A War Story About a Python, a Fork, a Cow, and a Bug

Or, why should you care about internals of your systems

Dec 17, 2023

“It is better to be a warrior in a garden, than a gardener in a war.” — Miyamoto Musashi

As software developers, you're likely comfortable writing code that solves complex business problems. But how often do you consider how things work under the hood of your programming language, database, or the operating system? I've been writing articles on CPython internals and I'm often asked why someone should invest time in understanding the internals of Python when the language's high-level features serve their immediate needs so well.

Although, there are several reasons that I could give which should persuade you – such as getting better at reading code, contributing to CPython, or growing overall as a developer by building a deep understanding of your stack. However, I didn’t want to write a boring essay. So, to motivate you, I have an interesting story from the real-world. This should excite you for learning more about the internals of the systems that you use.
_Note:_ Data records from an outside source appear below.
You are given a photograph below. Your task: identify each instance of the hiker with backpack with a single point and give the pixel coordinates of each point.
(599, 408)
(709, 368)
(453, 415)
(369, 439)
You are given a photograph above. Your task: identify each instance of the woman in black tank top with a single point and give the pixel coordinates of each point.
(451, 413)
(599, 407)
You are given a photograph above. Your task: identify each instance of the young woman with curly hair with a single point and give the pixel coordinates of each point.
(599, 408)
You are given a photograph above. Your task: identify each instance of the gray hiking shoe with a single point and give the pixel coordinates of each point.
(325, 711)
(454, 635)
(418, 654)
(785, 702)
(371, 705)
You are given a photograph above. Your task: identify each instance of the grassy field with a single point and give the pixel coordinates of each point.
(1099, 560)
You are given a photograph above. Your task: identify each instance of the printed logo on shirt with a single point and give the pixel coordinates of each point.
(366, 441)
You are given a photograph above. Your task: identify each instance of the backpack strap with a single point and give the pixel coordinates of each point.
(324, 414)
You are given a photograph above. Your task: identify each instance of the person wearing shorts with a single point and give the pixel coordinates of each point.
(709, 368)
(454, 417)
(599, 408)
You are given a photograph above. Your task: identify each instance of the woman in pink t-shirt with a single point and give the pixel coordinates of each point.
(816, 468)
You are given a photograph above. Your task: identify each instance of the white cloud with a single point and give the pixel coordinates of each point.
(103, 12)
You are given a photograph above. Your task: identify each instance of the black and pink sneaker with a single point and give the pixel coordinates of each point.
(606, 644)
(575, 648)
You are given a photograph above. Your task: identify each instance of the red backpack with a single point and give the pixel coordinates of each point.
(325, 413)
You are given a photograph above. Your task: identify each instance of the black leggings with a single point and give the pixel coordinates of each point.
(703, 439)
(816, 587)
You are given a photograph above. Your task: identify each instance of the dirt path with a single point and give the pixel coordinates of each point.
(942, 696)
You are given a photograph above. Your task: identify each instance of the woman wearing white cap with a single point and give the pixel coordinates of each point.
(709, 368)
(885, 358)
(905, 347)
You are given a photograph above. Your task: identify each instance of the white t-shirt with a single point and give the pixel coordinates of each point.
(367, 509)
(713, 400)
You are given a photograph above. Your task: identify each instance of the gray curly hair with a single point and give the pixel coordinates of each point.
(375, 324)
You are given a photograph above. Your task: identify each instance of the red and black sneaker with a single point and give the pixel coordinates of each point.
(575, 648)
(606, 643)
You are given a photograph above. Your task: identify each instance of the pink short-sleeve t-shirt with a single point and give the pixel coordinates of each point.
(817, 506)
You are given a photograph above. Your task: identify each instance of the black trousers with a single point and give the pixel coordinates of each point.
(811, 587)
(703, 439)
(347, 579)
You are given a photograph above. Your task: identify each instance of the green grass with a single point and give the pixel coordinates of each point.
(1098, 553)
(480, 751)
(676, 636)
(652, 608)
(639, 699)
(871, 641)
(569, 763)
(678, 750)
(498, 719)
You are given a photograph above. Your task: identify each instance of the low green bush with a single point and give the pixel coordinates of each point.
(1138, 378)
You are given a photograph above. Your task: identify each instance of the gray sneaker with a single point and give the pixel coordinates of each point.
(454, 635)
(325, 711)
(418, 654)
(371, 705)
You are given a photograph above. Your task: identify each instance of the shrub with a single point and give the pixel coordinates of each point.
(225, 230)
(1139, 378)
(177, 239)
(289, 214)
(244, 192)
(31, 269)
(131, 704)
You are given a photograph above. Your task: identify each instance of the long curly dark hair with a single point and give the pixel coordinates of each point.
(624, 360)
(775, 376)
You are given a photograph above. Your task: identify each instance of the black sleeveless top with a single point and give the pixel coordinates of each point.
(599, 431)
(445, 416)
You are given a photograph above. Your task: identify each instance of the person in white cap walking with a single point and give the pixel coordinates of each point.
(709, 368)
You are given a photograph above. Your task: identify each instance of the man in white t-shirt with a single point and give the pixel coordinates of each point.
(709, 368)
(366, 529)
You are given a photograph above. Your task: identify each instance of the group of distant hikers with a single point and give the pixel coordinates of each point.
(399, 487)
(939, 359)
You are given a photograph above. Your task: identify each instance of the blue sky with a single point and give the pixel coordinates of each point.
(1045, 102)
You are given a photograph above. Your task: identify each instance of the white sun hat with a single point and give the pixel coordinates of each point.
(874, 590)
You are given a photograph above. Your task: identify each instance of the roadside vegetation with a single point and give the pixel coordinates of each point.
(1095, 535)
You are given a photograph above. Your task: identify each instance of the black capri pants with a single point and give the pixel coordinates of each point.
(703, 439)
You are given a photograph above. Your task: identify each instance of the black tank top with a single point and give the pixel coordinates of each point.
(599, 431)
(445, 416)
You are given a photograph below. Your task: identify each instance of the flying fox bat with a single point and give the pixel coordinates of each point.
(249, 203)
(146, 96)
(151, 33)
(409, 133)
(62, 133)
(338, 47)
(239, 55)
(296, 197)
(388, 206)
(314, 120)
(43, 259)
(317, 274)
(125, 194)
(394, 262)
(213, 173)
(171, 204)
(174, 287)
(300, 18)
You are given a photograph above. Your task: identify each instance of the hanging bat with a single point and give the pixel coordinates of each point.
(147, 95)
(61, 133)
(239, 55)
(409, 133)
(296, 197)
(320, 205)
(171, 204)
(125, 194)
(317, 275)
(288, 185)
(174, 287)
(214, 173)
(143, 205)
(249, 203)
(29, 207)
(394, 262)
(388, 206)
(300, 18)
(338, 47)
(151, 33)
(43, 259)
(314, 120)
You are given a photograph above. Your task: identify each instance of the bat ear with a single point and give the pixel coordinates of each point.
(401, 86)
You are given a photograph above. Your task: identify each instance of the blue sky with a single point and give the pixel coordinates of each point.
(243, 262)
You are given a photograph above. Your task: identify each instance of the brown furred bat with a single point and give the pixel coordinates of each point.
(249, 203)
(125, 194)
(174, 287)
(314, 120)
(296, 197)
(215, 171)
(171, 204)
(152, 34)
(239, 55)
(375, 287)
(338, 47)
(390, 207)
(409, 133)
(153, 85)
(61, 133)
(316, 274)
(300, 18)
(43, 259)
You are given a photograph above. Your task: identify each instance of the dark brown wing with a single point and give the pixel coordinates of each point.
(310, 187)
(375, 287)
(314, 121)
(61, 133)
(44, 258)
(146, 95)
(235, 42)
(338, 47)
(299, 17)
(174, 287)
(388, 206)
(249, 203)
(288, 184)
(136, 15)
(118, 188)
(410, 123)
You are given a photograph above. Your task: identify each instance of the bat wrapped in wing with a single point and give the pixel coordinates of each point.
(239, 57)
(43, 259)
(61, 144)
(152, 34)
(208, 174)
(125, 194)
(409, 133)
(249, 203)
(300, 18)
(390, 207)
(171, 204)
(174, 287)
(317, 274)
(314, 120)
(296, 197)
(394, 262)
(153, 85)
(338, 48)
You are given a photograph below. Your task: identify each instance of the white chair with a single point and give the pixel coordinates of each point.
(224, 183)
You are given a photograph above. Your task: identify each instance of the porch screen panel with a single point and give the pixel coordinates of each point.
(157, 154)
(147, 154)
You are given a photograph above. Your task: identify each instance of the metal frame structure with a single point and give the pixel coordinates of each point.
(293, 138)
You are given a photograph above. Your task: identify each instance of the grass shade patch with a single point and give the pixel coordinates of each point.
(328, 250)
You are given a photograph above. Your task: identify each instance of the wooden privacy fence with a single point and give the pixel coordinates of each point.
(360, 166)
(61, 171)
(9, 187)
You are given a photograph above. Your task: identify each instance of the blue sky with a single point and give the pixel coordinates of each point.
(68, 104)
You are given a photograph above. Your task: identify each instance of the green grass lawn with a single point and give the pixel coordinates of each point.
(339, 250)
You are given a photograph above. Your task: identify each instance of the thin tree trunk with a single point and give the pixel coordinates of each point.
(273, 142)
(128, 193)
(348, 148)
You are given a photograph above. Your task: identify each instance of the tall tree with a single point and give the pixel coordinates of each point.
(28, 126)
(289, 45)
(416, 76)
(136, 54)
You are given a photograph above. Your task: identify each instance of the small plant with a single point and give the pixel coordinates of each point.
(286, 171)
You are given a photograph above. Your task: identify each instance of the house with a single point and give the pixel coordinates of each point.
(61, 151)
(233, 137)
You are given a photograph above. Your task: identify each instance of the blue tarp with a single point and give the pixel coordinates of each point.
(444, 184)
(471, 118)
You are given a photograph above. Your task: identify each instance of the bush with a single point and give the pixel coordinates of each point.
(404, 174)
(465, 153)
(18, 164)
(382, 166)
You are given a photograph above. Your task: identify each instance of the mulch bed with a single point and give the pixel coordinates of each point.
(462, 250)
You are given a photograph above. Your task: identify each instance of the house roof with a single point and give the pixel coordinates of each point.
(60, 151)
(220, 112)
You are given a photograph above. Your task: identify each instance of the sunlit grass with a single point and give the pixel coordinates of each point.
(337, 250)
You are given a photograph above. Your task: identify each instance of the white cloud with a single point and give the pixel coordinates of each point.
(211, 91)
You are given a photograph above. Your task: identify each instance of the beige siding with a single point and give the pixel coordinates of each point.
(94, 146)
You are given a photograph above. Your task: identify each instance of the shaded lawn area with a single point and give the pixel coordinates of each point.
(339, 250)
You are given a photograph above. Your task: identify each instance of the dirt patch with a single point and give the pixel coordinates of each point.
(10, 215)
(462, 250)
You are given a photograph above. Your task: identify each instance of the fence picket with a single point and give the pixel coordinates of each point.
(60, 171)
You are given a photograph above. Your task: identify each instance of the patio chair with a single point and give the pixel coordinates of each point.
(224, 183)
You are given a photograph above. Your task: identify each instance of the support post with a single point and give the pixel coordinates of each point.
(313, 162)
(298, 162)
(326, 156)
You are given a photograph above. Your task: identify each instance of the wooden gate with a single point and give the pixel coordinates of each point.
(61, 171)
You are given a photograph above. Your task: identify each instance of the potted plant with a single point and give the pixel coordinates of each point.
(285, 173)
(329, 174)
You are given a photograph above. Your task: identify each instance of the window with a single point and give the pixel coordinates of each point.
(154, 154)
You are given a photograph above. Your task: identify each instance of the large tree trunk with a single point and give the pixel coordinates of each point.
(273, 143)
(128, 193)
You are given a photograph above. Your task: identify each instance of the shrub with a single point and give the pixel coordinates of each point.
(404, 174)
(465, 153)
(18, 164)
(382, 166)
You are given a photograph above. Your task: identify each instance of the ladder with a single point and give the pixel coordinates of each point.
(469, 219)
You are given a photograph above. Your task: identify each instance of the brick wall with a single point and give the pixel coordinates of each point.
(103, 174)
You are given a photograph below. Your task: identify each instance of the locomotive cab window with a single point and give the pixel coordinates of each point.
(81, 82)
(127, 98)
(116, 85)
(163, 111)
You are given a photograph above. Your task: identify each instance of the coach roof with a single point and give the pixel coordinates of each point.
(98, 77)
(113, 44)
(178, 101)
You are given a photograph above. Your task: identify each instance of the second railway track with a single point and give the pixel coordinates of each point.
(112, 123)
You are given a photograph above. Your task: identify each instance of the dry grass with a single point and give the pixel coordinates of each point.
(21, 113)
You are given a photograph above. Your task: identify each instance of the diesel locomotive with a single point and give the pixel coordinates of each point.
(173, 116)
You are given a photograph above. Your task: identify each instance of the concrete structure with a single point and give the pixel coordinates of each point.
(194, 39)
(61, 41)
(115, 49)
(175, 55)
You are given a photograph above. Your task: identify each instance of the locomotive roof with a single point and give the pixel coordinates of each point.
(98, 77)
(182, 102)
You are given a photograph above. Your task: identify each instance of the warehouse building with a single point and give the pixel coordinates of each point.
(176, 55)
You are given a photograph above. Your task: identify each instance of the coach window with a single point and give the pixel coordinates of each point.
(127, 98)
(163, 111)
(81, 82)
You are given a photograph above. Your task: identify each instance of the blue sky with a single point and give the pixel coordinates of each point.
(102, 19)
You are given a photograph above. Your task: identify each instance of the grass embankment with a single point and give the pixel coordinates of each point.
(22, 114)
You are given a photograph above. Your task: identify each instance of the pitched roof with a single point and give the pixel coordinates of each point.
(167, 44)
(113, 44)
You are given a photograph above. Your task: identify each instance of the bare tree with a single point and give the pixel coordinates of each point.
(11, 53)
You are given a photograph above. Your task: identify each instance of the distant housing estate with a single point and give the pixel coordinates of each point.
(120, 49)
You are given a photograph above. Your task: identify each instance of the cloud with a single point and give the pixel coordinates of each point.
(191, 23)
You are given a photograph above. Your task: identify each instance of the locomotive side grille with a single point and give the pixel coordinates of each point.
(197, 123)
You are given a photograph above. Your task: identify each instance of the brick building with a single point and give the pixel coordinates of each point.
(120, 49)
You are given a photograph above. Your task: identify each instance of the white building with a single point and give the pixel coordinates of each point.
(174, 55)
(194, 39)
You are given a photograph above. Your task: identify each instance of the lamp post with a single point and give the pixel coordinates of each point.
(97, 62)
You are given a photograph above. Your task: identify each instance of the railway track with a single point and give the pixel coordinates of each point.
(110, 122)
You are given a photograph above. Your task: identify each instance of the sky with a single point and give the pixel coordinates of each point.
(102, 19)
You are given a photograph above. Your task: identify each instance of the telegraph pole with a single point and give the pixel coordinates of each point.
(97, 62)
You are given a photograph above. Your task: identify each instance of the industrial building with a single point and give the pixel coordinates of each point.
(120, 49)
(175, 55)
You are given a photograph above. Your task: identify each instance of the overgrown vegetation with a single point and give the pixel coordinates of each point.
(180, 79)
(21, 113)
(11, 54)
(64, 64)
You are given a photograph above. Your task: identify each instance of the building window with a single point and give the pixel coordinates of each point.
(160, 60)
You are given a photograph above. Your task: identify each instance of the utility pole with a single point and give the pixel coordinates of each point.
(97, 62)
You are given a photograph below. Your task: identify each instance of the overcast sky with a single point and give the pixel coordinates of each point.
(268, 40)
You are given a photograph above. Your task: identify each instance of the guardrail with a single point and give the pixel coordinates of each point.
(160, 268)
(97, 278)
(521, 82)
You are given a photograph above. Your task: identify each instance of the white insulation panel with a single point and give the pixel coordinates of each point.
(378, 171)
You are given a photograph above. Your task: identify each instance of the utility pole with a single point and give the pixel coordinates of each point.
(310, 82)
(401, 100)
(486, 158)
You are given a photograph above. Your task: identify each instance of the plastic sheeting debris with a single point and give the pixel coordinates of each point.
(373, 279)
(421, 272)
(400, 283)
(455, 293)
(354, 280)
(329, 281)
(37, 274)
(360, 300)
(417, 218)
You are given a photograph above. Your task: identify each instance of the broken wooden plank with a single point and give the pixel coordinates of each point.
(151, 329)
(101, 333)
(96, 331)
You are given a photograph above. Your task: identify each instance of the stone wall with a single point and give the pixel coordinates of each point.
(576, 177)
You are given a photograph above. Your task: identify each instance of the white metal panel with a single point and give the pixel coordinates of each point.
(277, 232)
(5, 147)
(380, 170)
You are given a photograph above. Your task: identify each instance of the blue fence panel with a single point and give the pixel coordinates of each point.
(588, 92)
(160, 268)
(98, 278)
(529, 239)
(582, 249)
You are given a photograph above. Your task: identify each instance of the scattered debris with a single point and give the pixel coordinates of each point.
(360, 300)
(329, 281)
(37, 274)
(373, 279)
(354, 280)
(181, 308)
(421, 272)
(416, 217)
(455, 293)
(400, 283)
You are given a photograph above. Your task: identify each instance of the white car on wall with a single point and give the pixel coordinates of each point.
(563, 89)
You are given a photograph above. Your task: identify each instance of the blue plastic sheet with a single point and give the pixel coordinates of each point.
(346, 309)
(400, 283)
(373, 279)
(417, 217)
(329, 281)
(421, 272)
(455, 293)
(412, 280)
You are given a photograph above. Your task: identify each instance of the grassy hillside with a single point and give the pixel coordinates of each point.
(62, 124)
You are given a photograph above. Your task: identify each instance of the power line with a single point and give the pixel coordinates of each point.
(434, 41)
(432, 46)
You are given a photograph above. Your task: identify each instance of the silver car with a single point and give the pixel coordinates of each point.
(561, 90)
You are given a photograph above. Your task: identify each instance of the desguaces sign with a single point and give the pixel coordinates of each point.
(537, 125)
The story is about Instagram—how their engineers identified and fixed a serious performance issue in their production systems which wouldn’t be possible if they didn’t have a deep understanding of how things worked underneath their tech stack. Let’s dive in.

The Case of Instagram’s Spiking Memory Usage

It might be a surprise for a few people, but Instagram runs Python in production. They use a Django based service for serving their frontend. At their scale, they are very cautious about the performance of their services. As part of their monitoring, they identified a mysterious issue in their service. They noticed that their service’s overall memory usage was unexpectedly going up with time.

None of their application code explained why this could happen, which meant this bug was present somewhere in the layer beneath their stack. This underlying layer consists of their web server, the Python runtime and the operating system (OS) itself.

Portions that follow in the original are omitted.